General characteristics
- Type: Guided-missile frigate
- Displacement: 4,200 t (4,100 long tons)
- Length: 134 m (439 ft 8 in)
- Beam: 16 m (52 ft 6 in)
- Propulsion: CODAD; 4 × Shaanxi Shaanxi 16 PA6 STC diesel engines (Each producing 5700 kW);
- Speed: 27 knots (50 km/h; 31 mph)
- Range: 8,025 nmi (14,862 km; 9,235 mi)
- Complement: 165
- Sensors & processing systems: Radar :-; SR2410C AESA radar.; Type 517 (SUR17B) VHF air-search radar.; Type 344 fire-control radar (for SSM); 4 × MR-90 Front Dome (for SAM); MR-36A surface-surveillance radar; Type 347G fire-control radar (for H/PJ-26 naval gun); 2 × Racal RM-1290 I Band navigation radar; Sonar :-; MGK-335 medium frequency active/passive sonar system; H/SJG-206 towed array sonar; Communications :-; ZKJ-5 combat data-system (developed from Thomson-CSF TAVITAC) ; HN-900 data link (Chinese equivalent of Link 11); SNTI-240 SATCOM; AKD5000S Ku-band SATCOM;
- Electronic warfare & decoys: Type 922-1 radar warning receiver (RWR); HZ-100 ECM/ELINT system; Kashtan-3 missile jamming system;
- Armament: Anti-air warfare :-; 1 × 32-cell VLS; LY-80N surface-to-air missiles; Anti-surface warfare :-; 1 × 1-cell P-282 SMASH anti-ship ballistic missile; 2 × 2-cell CM-302 anti-ship missiles; Anti-submarine warfare :-; 2 × Type 87 anti-submarine rocket launcher; 2 × Yu-7 anti-submarine torpedo launchers; Guns :-; 1 × 76mm H/PJ-26 naval gun; 2 × Type 1130 CIWS; Decoys :-; 2 × Type 726-4 decoy-launchers;
- Aircraft carried: 1 × Harbin Z-9EC (equipped with CM-501GA land-attack missile)
- Aviation facilities: Flight deck and enclosed helicopter hangar capable of accommodating Harbin Z-9 (or) Kamov Ka-27.
- Notes: Pakistan-specific variant of Type 054A frigate.; Most technologically-sophisticated warships ever exported by China to date.;

= PNS Tughril (F261) =

Pakistani Frigate

PNS Tughril ( F261) is the first of four Chinese built Type 054A/P (Tughril-class) frigates ordered by the Pakistan Navy.

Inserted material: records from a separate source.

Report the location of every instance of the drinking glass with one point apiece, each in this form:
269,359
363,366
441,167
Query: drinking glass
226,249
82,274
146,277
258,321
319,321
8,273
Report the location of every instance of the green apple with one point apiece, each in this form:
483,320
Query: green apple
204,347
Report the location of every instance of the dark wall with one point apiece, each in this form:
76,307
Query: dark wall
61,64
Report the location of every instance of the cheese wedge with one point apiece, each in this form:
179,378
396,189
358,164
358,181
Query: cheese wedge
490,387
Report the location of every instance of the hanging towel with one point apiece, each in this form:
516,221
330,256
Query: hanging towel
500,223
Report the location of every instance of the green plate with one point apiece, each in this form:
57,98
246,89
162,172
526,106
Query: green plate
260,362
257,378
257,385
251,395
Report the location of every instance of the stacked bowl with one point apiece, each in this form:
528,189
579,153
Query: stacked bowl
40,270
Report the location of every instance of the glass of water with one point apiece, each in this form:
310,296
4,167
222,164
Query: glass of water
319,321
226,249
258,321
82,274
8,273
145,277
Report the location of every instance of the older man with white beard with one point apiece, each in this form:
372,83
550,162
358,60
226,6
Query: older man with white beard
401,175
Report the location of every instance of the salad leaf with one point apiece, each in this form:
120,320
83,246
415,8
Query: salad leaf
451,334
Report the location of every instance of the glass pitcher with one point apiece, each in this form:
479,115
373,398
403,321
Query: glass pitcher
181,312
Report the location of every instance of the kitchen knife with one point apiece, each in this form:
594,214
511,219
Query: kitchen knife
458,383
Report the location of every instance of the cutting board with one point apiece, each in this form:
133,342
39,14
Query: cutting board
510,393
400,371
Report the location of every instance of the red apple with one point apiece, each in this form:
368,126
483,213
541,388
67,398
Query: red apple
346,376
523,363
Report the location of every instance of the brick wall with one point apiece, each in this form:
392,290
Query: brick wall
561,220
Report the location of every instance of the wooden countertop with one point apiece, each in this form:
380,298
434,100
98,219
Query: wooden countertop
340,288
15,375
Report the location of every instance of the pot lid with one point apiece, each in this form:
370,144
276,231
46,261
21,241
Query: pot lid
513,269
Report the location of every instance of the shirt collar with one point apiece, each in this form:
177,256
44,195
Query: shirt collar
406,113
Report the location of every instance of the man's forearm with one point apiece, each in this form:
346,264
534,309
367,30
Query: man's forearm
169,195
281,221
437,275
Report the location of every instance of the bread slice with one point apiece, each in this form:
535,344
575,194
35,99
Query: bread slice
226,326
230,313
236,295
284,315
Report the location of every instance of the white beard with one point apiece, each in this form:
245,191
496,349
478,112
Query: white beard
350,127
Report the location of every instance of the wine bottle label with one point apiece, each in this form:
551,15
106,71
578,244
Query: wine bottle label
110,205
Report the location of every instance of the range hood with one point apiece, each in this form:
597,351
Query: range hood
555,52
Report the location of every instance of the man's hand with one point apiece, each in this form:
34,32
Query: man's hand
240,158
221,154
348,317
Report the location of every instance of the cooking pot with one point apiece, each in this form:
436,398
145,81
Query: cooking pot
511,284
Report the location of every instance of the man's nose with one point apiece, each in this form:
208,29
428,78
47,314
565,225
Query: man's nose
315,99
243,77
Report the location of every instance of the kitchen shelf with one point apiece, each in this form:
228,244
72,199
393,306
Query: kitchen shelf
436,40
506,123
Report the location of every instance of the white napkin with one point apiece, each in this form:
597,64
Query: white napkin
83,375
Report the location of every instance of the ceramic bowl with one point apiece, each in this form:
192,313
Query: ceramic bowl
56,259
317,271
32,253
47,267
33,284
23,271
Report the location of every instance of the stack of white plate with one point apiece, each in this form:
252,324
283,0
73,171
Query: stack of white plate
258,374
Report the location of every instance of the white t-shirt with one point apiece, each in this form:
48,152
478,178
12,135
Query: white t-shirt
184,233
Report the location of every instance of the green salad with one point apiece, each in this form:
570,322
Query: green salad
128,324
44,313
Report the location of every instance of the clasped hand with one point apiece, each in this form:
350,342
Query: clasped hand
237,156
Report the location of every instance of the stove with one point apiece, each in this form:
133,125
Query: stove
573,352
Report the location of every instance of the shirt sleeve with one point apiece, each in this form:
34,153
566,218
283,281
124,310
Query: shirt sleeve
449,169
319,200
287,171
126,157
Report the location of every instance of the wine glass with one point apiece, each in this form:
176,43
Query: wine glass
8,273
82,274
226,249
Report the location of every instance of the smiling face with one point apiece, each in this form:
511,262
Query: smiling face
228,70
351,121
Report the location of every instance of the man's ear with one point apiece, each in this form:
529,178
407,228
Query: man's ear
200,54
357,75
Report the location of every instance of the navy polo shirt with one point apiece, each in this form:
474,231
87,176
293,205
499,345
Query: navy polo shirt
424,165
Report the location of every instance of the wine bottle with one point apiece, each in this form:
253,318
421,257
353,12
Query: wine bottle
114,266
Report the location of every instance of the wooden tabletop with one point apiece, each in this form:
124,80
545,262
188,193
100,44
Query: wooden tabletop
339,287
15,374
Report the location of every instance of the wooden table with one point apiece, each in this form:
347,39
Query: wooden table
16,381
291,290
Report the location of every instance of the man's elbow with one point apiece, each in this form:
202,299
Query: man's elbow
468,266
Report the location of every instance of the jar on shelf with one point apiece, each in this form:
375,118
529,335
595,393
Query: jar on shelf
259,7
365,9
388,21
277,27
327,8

It was commissioned on 8 November 2021. The Type 054A/P carries HQ-16 medium-range air defense missiles which is an upgrade from the HQ-7 and anti-submarine missiles in a vertical launching system (VLS) system.The ship is named after Emperor Tughril, who was among the founders of the Seljuk Empire.

==Service==

Tughril was formally commissioned into the Pakistan Navy on 24 January 2022, at the Karachi Naval Dockyard, with Pakistan's president - Arif Alvi and the chief of the Pakistan Navy - Amjad Khan Niazi, in attendance. The formal commissioning of Tughril coincided with the induction of ten second-hand WS-61 Sea King naval helicopters into the Pakistan Naval Air Arm.